Reliability is the discipline of keeping the user promise when machines, networks, vendors, queues, databases, and humans fail. AI products add more variability because model latency, token count, safety checks, and external tool calls can change per request.
SLIs, SLOs, SLAs, And Error Budgets
An SLI is the measurement: successful request rate, p95 latency, time to first token, queue age, or safety classifier false-negative rate.
An SLO is the internal target: “99.9 percent of chat responses start streaming within 2 seconds over 30 days.”
An SLA is the external contract with consequences: credits, termination rights, or support escalation.
An error budget is the allowed failure implied by the SLO. A 99.9 percent monthly availability SLO allows about 43 minutes of unavailability per 30 days. If the budget is burning too fast, slow releases and focus on reliability work.
Health Checks
Use separate checks:
- Liveness: should the process be restarted?
- Readiness: should this instance receive traffic?
- Dependency health: are database, cache, queue, model gateway, and safety service reachable?
Do not make readiness fail just because one optional dependency is degraded. Instead, expose degraded mode and route traffic accordingly.
Observability Triangle
Logs explain what happened in one event. Metrics show aggregate health over time. Traces show the path of a request across services.
For AI systems, add domain metrics:
- Time to first token.
- Tokens per second.
- Input and output token count.
- Model error rate by provider and model.
- Safety block rate and appeal rate.
- Tool call latency and failure rate.
Circuit Breakers And Retries
A circuit breaker prevents a failing dependency from consuming all resources. It has three states:
| State | Behavior |
|---|---|
| Closed | Calls flow normally. Failures are counted. |
| Open | Calls fail fast or use fallback. The dependency gets time to recover. |
| Half-open | A small number of probe calls test recovery. Success closes the breaker; failure opens it again. |
Retries help with transient failures but can amplify outages. Use bounded retries, deadlines, idempotency, and jitter. Jitter randomizes retry timing so every client does not retry at the same instant.
base delay: 100 ms
attempt 1: random 0 to 100 ms
attempt 2: random 0 to 200 ms
attempt 3: random 0 to 400 ms
stop after deadline
Autoscaling
Scale stateless services on CPU, memory, request rate, or latency. Scale queue consumers on queue depth and oldest message age. Scale inference workers on GPU utilization, batch queue length, and time to first token. Always define scale-down behavior so the system does not kill in-flight work.
Walkthrough: Reliable AI Chat Endpoint
Requirements: answer user prompts, stream tokens, enforce safety, and keep p95 time to first token under 2 seconds for normal prompts.
Architecture: the API gateway authenticates and rate limits. A chat service validates input, calls an input safety classifier, sends the request to a model gateway, streams tokens through SSE, runs output safety checks, and records usage events to a queue.
Failure modes:
- Model provider timeout: retry once with jitter if the request has not started streaming, then fail over to a smaller model or return a clear degraded message.
- Safety classifier down: fail closed for high-risk surfaces; fail open only for low-risk internal tools with audit logging.
- Usage queue down: buffer briefly; if still unavailable, continue serving only if billing can be reconstructed from request logs.
- Streaming connection drops: stop generation if possible and mark the request incomplete.
Operations: alerts should watch SLO burn rate, model error rate, queue age, and sudden safety block changes.

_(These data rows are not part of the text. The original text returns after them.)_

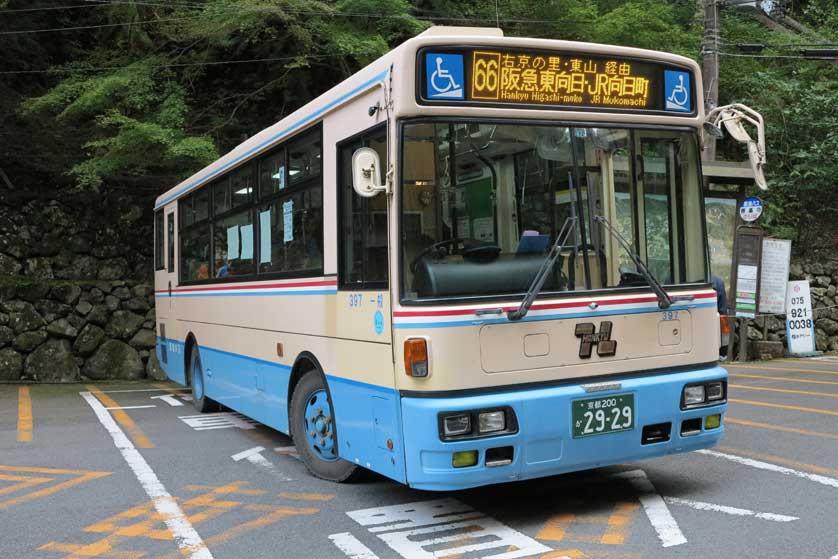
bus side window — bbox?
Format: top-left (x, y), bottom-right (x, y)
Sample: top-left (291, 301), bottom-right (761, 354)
top-left (155, 211), bottom-right (165, 271)
top-left (338, 126), bottom-right (388, 289)
top-left (167, 212), bottom-right (175, 274)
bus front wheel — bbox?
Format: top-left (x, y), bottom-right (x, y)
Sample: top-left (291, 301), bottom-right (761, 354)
top-left (188, 344), bottom-right (219, 413)
top-left (290, 371), bottom-right (359, 482)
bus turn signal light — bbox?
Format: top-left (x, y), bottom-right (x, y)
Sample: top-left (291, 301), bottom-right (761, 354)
top-left (404, 338), bottom-right (429, 377)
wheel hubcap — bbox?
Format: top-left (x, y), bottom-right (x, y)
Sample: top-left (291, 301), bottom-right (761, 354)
top-left (303, 390), bottom-right (337, 461)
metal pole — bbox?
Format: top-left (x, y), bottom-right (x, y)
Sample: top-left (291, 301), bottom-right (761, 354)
top-left (701, 0), bottom-right (720, 161)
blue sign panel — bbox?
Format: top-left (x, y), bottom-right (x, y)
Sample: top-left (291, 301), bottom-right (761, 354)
top-left (425, 53), bottom-right (464, 100)
top-left (664, 70), bottom-right (691, 113)
top-left (740, 196), bottom-right (763, 222)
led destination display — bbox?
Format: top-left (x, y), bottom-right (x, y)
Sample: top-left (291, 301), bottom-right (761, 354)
top-left (419, 47), bottom-right (694, 114)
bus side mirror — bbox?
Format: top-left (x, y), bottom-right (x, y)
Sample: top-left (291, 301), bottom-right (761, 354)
top-left (352, 147), bottom-right (389, 197)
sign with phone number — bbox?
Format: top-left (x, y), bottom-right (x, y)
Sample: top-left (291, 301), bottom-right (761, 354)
top-left (785, 280), bottom-right (816, 355)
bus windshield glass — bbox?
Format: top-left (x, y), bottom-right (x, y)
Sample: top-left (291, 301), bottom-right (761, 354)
top-left (401, 121), bottom-right (708, 302)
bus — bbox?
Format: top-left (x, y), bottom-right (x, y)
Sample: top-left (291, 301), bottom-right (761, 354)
top-left (154, 26), bottom-right (750, 491)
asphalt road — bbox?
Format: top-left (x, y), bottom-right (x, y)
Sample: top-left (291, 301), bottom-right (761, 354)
top-left (1, 357), bottom-right (837, 559)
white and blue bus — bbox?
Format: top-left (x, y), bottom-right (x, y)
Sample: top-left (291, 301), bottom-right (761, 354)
top-left (154, 26), bottom-right (737, 491)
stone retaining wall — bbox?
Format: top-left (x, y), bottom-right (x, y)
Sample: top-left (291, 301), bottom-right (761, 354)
top-left (0, 279), bottom-right (165, 382)
top-left (0, 191), bottom-right (162, 381)
top-left (746, 257), bottom-right (838, 353)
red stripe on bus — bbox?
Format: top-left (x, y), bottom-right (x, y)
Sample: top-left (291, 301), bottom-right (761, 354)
top-left (154, 279), bottom-right (337, 294)
top-left (393, 291), bottom-right (716, 317)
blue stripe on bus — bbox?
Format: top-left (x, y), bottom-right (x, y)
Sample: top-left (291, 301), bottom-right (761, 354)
top-left (393, 301), bottom-right (717, 329)
top-left (155, 69), bottom-right (391, 209)
top-left (158, 289), bottom-right (338, 298)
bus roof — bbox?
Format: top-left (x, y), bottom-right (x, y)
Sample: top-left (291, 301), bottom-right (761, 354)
top-left (156, 26), bottom-right (702, 209)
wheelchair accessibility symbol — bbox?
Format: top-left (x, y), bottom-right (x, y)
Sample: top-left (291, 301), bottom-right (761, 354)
top-left (425, 53), bottom-right (464, 100)
top-left (664, 70), bottom-right (691, 112)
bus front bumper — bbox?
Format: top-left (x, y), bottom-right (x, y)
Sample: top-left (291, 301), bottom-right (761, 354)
top-left (400, 365), bottom-right (727, 491)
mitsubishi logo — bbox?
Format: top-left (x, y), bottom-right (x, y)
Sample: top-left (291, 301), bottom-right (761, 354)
top-left (574, 321), bottom-right (617, 359)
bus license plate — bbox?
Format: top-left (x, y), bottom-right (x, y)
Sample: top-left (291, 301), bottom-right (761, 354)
top-left (572, 394), bottom-right (635, 438)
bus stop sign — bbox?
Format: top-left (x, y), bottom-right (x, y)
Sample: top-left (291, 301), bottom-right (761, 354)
top-left (740, 196), bottom-right (763, 222)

Dashboards should split metrics by tenant, region, model, and endpoint.
Design Checklist
- Define SLIs before dashboards.
- Calculate the error budget from the SLO.

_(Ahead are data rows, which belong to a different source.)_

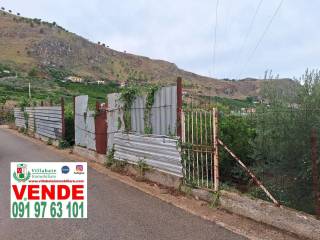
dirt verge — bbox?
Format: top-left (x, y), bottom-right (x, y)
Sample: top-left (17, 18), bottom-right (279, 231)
top-left (5, 128), bottom-right (302, 240)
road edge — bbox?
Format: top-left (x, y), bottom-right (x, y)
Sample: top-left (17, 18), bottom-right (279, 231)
top-left (3, 128), bottom-right (301, 240)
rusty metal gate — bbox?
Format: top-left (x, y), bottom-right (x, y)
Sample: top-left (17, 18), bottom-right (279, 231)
top-left (181, 108), bottom-right (219, 191)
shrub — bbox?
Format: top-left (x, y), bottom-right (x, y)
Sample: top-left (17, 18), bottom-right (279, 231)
top-left (28, 67), bottom-right (38, 77)
top-left (64, 111), bottom-right (74, 146)
top-left (104, 146), bottom-right (115, 168)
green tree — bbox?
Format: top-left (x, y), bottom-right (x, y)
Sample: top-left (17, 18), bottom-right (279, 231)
top-left (219, 114), bottom-right (256, 184)
top-left (252, 69), bottom-right (320, 214)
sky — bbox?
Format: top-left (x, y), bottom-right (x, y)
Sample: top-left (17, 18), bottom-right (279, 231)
top-left (1, 0), bottom-right (319, 80)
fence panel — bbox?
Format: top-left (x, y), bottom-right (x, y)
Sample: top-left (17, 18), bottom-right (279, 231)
top-left (151, 86), bottom-right (177, 135)
top-left (113, 132), bottom-right (182, 177)
top-left (14, 106), bottom-right (63, 140)
top-left (107, 85), bottom-right (177, 137)
top-left (75, 95), bottom-right (88, 147)
top-left (105, 85), bottom-right (181, 177)
top-left (75, 95), bottom-right (96, 150)
top-left (86, 111), bottom-right (96, 151)
top-left (131, 96), bottom-right (145, 134)
top-left (25, 107), bottom-right (35, 132)
top-left (34, 106), bottom-right (62, 140)
top-left (107, 93), bottom-right (124, 151)
top-left (14, 108), bottom-right (26, 128)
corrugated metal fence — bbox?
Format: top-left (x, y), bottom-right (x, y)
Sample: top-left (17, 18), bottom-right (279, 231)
top-left (107, 93), bottom-right (125, 151)
top-left (14, 108), bottom-right (26, 128)
top-left (75, 95), bottom-right (96, 151)
top-left (151, 86), bottom-right (177, 135)
top-left (107, 86), bottom-right (177, 148)
top-left (113, 132), bottom-right (182, 177)
top-left (13, 106), bottom-right (63, 140)
top-left (106, 85), bottom-right (182, 177)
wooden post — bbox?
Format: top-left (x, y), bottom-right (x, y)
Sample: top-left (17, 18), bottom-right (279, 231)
top-left (49, 99), bottom-right (53, 106)
top-left (40, 100), bottom-right (44, 106)
top-left (96, 101), bottom-right (100, 111)
top-left (105, 98), bottom-right (108, 151)
top-left (177, 77), bottom-right (182, 138)
top-left (61, 97), bottom-right (65, 140)
top-left (213, 108), bottom-right (219, 192)
top-left (311, 128), bottom-right (320, 218)
top-left (218, 139), bottom-right (280, 206)
top-left (95, 101), bottom-right (107, 154)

- Add liveness and readiness checks with degraded modes.
- Use circuit breakers around external services.
- Retry only idempotent operations or operations protected by idempotency keys.

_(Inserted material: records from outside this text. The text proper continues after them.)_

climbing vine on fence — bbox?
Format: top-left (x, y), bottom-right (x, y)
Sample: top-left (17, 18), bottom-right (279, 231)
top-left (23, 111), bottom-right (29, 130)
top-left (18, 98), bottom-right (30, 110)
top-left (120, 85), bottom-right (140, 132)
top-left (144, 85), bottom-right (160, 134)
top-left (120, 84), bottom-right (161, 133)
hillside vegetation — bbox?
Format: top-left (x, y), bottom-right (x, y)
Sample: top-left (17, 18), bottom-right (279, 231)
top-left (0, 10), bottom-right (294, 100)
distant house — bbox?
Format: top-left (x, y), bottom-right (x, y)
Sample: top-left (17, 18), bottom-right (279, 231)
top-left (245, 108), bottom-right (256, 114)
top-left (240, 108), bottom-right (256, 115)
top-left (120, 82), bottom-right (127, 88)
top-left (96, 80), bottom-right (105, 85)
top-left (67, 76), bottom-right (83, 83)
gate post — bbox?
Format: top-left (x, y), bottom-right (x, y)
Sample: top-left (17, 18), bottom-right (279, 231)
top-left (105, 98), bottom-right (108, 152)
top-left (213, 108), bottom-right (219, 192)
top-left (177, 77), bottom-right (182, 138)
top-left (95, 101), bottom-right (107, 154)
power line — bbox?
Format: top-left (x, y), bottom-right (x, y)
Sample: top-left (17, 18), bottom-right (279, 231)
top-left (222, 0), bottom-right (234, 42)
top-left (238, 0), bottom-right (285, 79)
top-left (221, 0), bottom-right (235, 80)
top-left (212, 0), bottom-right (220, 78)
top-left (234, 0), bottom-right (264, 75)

- Add jitter, deadlines, and fallback behavior.
Interview Practice
- Convert a 99.9 percent monthly availability SLO into downtime minutes.
- What is the difference between an SLI, SLO, and SLA?
- Why should readiness and liveness be separate checks?
- Explain closed, open, and half-open circuit breaker states.
- Why can retries make an outage worse?
- Where would you use jitter in an LLM serving system?
- What metrics would you add for streamed model responses?
- When should an AI safety dependency fail closed?